Within this present bearish time frame, there is nothing (longer-term) wrong with these Companies. It is simple what happens when fundamentals and technicals turn bearish. And it is just the ever present "cycling effect" and the way the stock market works. I hope you understand and will continue to follow my work / analytics. It won't be long before I can offer you a bullish and up-beat forecast once again.
I am bearish on both the world economies and the general market. My more recent Instablog postings are focused on securities that should not be currently held in your portfolio. Bank of America may just be one of those securities in the coming weeks. I suggest that it is vitally important for you to understand that holding cash during questionable time frames in the marketplace is a much wiser choice than holding your present positions. I can assure you that; this is definitely a "questionable" time frame!

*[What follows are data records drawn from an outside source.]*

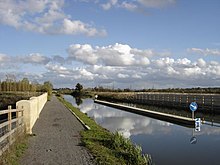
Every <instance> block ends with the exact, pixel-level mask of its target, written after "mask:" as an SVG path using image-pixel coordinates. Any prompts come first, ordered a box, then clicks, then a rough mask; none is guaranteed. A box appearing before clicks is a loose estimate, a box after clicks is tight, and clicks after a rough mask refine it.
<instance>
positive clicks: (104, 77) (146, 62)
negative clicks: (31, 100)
mask: <svg viewBox="0 0 220 165" xmlns="http://www.w3.org/2000/svg"><path fill="white" fill-rule="evenodd" d="M161 54H164V53H163V52H162V53H160V52H156V51H154V50H151V49H146V50H144V49H137V48H132V47H131V46H129V45H127V44H118V43H116V44H113V45H109V46H96V47H93V46H91V45H89V44H84V45H81V44H74V45H71V46H70V47H69V48H68V57H66V58H64V57H60V56H58V55H56V56H45V55H42V54H39V53H31V54H29V55H25V56H10V55H5V54H3V53H0V66H1V71H0V74H1V75H3V73H4V74H5V73H6V72H5V71H6V70H7V72H9V73H11V72H12V73H16V75H24V76H25V74H24V73H26V72H25V71H28V70H29V71H28V72H27V73H33V74H35V75H36V74H37V73H39V75H37V76H35V77H38V79H39V80H40V81H43V80H45V81H46V80H51V81H52V82H53V83H54V84H55V86H56V87H65V86H68V87H72V86H73V84H76V83H77V82H79V83H82V84H83V85H85V86H90V87H94V86H99V85H101V86H104V87H110V88H112V87H113V86H114V87H115V88H128V87H129V88H130V87H132V88H133V89H139V88H152V87H153V86H154V87H155V88H169V87H195V86H206V87H207V86H208V87H211V86H219V84H220V63H219V61H210V62H209V61H206V60H205V59H203V58H199V59H197V60H190V59H188V58H179V59H175V58H172V56H170V57H161ZM67 61H68V62H67ZM71 62H72V63H71ZM33 64H37V65H33ZM75 64H77V67H76V66H75ZM85 64H86V65H85ZM8 67H10V69H9V68H8ZM19 67H20V68H19ZM20 70H22V71H20ZM39 70H40V71H39ZM0 78H2V77H0ZM3 78H4V77H3ZM30 78H33V79H34V76H30Z"/></svg>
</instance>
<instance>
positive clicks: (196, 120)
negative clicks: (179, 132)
mask: <svg viewBox="0 0 220 165" xmlns="http://www.w3.org/2000/svg"><path fill="white" fill-rule="evenodd" d="M200 130H201V119H200V118H196V119H195V131H196V132H199V131H200Z"/></svg>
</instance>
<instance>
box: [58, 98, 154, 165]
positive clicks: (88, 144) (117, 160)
mask: <svg viewBox="0 0 220 165" xmlns="http://www.w3.org/2000/svg"><path fill="white" fill-rule="evenodd" d="M59 100H60V101H61V102H62V103H63V104H64V105H65V106H66V107H67V108H69V109H71V110H72V111H73V112H74V113H75V114H76V115H77V116H78V117H79V118H80V119H81V120H82V121H84V123H85V124H86V125H88V126H89V127H90V128H91V130H85V131H82V132H81V136H82V144H83V145H84V146H85V147H87V148H88V149H89V150H90V151H91V153H92V154H93V156H94V158H95V161H96V163H97V164H100V165H101V164H109V165H111V164H115V165H119V164H120V165H125V164H128V165H133V164H135V165H144V164H151V158H150V156H149V155H142V150H141V148H140V147H139V146H135V145H133V144H132V142H131V141H130V140H129V139H126V138H124V137H123V136H122V135H120V134H119V133H111V132H109V131H108V130H106V129H104V128H102V127H101V126H99V125H98V124H96V122H95V121H94V120H92V119H91V118H89V117H88V116H86V115H85V114H84V113H82V112H81V111H79V109H77V108H75V107H73V106H72V104H71V103H69V102H67V101H66V100H64V99H62V98H60V97H59Z"/></svg>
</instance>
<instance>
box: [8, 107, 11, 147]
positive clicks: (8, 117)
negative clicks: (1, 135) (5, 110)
mask: <svg viewBox="0 0 220 165" xmlns="http://www.w3.org/2000/svg"><path fill="white" fill-rule="evenodd" d="M8 132H9V137H8V138H9V139H8V140H9V145H11V105H9V106H8Z"/></svg>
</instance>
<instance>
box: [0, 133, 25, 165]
mask: <svg viewBox="0 0 220 165" xmlns="http://www.w3.org/2000/svg"><path fill="white" fill-rule="evenodd" d="M27 141H28V135H24V136H21V137H19V138H18V139H17V141H16V142H15V143H14V144H13V145H12V146H10V149H9V151H6V152H5V153H4V154H3V155H2V156H1V159H0V165H19V160H20V158H21V156H22V155H23V154H24V152H25V150H26V149H27V148H28V145H27Z"/></svg>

I invite you to read my daily InstaBlog missives. My focus is on Bellwether Companies, the Market, and occasionally select Sector or Industry Groups.
Have fun, Investing Wisely.
Disclosure: I have no positions in any stocks mentioned, and no plans to initiate any positions within the next 72 hours. I wrote this article myself, and it expresses my own opinions. I am not receiving compensation for it (other than from Seeking Alpha). I have no business relationship with any company whose stock is mentioned in this article.